Sin embargo, y al primer párrafo me remito, la decepción es lo que impera sobre el final. ¿Por qué? Porque el guión de la película es limitado. Repasemos la historia. Tras la muerte de su padre, Tom regresa a Harmony para vender la mina familiar, principal recurso de sustentabilidad económica del pueblo, cuestión que despierta el malestar y el odio de todos sus habitantes: en esas circunstancias reaparecen los asesinatos. El espectador ve al asesino pero, como se expresó más arriba, este lleva puesto el traje de minero con la máscara de oxígeno incluida, razón por la cual su identidad permanece desconocida. La intriga así planteada se refuerza con otros condimentos que van aportando las subtramas: enredos sentimentales, un embarazo no deseado, celos, hechos del pasado que necesitan ser aclarados. Hasta aquí la trama es atrapante pero a medida que avanza, la película, va perdiendo solidez argumental, se torna esquemática y, lo que es peor, cada una de las vueltas de tuerca que introducen los guionistas Todd Farmer y Zane Smith se vuelve absolutamente predecible y, por lo tanto, ineficaz.

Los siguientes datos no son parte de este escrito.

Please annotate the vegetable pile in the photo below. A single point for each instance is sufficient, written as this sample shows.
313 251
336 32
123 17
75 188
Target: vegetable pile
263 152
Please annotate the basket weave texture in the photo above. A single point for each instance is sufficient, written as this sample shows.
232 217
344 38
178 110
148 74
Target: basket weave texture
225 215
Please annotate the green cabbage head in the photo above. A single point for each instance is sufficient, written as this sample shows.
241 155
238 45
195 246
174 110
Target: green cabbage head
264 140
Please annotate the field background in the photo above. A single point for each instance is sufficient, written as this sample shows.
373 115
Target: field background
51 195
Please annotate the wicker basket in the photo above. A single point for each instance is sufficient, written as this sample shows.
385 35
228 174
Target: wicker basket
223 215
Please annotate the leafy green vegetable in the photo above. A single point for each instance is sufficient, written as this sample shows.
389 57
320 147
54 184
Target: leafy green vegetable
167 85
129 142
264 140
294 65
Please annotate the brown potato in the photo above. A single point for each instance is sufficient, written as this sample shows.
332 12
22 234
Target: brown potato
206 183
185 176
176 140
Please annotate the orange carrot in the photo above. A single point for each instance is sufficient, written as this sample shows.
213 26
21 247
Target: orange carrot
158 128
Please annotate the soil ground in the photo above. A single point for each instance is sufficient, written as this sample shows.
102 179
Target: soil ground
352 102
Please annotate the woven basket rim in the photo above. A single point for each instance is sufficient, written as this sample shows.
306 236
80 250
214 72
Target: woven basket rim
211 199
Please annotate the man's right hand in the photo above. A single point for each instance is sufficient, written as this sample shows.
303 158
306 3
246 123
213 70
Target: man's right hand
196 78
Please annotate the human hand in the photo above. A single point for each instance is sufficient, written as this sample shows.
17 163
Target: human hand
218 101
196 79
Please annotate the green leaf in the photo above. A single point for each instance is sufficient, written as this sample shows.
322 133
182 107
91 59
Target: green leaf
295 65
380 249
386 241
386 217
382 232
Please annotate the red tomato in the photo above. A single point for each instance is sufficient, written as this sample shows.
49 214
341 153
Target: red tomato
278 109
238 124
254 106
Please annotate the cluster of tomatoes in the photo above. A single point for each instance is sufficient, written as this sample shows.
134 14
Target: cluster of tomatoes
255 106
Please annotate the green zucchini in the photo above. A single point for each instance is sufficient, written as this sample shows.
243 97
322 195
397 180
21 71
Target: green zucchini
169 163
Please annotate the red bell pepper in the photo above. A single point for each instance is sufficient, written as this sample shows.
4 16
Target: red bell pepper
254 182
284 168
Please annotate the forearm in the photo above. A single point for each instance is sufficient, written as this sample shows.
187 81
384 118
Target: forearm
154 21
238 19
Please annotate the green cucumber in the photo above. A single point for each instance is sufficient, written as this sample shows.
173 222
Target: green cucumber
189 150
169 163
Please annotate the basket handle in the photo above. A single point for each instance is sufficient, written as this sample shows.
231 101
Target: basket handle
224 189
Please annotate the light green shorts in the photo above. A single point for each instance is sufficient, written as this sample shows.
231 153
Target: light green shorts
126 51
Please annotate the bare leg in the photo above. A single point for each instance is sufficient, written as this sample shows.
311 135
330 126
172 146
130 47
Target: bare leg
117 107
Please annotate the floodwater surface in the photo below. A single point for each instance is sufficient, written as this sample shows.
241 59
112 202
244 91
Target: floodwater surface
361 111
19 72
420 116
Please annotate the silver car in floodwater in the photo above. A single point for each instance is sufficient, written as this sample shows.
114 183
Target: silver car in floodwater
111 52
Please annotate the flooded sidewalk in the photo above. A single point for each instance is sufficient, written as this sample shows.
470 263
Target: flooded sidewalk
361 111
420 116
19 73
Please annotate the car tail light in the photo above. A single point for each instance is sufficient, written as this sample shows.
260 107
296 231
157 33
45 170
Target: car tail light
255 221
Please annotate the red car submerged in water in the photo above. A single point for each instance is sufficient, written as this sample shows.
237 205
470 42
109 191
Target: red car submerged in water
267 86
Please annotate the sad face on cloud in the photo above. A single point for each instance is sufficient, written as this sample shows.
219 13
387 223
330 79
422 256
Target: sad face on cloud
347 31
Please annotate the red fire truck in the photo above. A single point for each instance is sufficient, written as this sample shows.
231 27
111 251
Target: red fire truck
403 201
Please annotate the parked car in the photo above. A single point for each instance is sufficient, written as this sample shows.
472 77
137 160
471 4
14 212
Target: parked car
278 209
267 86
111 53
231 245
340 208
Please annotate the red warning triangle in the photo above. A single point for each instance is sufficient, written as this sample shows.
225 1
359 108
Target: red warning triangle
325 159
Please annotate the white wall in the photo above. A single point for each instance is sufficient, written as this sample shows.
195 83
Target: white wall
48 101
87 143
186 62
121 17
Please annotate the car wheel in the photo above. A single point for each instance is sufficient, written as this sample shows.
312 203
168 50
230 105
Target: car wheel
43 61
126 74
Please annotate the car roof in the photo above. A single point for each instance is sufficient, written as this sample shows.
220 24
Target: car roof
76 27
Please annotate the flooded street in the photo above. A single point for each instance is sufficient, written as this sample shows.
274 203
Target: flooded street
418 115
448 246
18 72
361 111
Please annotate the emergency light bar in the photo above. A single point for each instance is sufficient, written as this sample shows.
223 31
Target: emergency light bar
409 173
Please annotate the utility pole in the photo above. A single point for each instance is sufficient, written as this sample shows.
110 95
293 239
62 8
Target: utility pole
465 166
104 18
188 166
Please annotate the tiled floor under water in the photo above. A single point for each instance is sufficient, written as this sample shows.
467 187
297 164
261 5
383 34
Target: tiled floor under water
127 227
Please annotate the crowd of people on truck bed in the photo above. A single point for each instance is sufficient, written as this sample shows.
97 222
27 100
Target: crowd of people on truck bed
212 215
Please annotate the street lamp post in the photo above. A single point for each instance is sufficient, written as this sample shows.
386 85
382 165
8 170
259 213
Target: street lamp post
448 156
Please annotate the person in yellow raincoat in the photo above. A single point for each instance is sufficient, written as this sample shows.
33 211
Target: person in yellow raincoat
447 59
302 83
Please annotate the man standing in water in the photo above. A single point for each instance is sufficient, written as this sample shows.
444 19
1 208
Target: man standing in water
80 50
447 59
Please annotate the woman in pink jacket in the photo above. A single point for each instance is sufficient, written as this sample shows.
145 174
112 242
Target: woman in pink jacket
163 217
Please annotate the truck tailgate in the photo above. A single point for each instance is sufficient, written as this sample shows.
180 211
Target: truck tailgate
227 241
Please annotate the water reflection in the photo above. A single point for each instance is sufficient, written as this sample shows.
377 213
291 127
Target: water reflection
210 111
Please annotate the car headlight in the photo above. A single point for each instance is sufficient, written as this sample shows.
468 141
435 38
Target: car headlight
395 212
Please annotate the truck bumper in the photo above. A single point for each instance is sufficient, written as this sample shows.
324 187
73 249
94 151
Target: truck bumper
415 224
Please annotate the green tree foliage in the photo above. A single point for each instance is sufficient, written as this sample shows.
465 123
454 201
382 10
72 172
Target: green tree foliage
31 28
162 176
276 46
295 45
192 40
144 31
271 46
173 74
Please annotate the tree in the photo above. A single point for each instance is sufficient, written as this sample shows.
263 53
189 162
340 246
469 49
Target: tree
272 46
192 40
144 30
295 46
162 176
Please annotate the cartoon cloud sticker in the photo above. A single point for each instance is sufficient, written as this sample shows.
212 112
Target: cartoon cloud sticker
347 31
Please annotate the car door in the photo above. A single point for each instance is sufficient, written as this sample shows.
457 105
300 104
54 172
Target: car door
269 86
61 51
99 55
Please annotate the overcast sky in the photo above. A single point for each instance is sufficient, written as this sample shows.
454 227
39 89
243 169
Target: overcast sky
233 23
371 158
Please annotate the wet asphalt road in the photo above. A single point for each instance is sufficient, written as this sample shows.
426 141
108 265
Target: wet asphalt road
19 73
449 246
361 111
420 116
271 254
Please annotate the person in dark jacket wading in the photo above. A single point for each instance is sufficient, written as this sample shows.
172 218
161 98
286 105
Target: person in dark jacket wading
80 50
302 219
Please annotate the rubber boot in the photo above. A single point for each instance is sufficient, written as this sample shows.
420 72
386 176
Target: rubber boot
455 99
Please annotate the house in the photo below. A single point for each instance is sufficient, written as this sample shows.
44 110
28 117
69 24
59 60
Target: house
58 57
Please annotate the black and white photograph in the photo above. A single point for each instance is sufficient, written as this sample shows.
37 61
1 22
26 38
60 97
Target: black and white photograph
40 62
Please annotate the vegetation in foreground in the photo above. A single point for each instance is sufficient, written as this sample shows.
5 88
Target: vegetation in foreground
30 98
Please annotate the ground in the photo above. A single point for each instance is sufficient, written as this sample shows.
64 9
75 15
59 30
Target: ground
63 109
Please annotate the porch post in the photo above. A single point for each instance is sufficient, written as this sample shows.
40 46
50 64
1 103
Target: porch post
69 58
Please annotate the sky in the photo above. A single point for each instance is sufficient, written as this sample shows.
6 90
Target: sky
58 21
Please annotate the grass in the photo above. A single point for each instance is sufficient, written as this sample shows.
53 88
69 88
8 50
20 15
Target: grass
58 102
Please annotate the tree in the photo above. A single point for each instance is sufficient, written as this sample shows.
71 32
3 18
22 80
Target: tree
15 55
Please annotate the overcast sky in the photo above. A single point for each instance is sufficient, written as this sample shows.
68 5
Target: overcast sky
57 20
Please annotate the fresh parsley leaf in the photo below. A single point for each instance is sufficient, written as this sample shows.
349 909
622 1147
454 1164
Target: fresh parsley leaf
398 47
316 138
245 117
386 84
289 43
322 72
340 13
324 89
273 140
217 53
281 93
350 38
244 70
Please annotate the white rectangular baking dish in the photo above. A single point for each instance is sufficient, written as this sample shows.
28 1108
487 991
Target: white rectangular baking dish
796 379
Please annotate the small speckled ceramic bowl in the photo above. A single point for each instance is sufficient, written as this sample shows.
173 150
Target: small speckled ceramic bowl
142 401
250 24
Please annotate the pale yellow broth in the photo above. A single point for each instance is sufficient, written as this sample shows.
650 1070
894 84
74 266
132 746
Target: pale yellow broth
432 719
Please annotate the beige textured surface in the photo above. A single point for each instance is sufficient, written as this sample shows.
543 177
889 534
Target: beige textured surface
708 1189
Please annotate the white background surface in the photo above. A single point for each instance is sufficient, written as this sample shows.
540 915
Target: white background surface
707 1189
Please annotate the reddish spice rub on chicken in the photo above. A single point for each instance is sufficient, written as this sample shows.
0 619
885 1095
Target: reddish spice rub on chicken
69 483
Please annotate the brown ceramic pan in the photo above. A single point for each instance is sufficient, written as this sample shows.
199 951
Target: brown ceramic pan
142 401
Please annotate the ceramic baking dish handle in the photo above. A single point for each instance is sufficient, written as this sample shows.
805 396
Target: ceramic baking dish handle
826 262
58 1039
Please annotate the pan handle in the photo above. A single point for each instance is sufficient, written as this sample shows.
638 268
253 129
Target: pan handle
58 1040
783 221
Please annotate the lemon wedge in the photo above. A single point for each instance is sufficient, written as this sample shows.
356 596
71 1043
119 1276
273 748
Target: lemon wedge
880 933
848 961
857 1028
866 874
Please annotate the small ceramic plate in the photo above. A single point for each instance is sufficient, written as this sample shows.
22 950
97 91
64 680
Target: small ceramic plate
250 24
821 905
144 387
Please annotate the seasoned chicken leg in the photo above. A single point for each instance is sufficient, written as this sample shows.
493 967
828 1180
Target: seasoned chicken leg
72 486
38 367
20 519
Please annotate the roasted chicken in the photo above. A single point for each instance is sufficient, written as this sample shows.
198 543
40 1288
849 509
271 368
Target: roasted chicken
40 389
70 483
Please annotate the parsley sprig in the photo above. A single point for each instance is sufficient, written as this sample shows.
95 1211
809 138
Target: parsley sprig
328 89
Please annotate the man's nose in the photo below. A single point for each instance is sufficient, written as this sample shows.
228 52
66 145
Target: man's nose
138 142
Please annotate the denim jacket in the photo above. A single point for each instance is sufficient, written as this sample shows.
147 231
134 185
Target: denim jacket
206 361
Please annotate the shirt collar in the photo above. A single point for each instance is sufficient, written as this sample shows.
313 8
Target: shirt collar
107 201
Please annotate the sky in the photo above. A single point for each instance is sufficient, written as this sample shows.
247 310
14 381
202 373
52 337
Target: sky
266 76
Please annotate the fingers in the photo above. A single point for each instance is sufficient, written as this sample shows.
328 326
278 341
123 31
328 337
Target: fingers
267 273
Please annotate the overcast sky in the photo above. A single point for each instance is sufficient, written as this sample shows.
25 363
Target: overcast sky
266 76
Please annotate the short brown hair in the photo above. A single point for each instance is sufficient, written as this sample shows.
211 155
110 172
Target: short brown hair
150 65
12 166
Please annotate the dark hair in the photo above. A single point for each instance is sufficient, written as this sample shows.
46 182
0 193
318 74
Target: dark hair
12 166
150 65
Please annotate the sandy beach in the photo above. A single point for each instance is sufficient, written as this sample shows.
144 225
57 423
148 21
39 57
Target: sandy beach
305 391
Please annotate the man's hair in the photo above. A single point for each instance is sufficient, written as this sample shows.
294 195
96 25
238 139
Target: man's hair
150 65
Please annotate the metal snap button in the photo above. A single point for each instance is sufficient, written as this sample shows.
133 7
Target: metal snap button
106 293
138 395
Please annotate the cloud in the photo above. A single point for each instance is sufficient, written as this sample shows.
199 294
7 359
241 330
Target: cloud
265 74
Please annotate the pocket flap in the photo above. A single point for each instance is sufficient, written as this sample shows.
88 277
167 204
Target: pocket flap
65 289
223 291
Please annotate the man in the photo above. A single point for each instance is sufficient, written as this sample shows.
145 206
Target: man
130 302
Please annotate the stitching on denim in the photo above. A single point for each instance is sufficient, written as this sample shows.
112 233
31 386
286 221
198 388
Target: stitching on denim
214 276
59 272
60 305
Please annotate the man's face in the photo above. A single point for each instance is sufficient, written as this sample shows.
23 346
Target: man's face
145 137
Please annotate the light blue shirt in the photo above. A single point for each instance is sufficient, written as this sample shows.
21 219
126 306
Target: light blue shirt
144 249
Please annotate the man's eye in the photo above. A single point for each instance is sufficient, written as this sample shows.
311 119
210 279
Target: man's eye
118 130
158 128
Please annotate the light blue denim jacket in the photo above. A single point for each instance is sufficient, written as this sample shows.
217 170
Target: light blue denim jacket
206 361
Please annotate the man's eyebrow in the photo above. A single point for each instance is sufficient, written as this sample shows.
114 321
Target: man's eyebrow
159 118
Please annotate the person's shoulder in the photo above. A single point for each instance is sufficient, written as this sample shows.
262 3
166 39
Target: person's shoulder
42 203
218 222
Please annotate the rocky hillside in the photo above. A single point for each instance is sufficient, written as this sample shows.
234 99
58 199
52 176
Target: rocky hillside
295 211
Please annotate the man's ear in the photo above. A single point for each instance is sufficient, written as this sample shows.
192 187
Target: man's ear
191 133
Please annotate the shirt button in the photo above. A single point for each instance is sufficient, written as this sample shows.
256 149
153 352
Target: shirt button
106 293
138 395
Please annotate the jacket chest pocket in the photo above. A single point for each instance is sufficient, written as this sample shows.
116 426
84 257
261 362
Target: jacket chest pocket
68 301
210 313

La duda sobre la identidad del asesino se sostiene, solamente, merced a una ingenua trampa narrativa (que no revelaremos en esta reseña) resuelta de una manera burda y desencantadora y que tampoco implica novedad alguna porque ya ha sido utilizada (provocando la misma decepción) en otras películas como Identidad (James Mangold, 2003) o Alta tensión (Alexander Aja, 2003).
En síntesis, una película disfrutable para los seguidores de este subgénero que no exijan mucho más.
Lo mejor: la escena de sexo en el Motel Thunderbird y sus posteriores asesinatos.
Lo peor: la revelación de la identidad del asesino.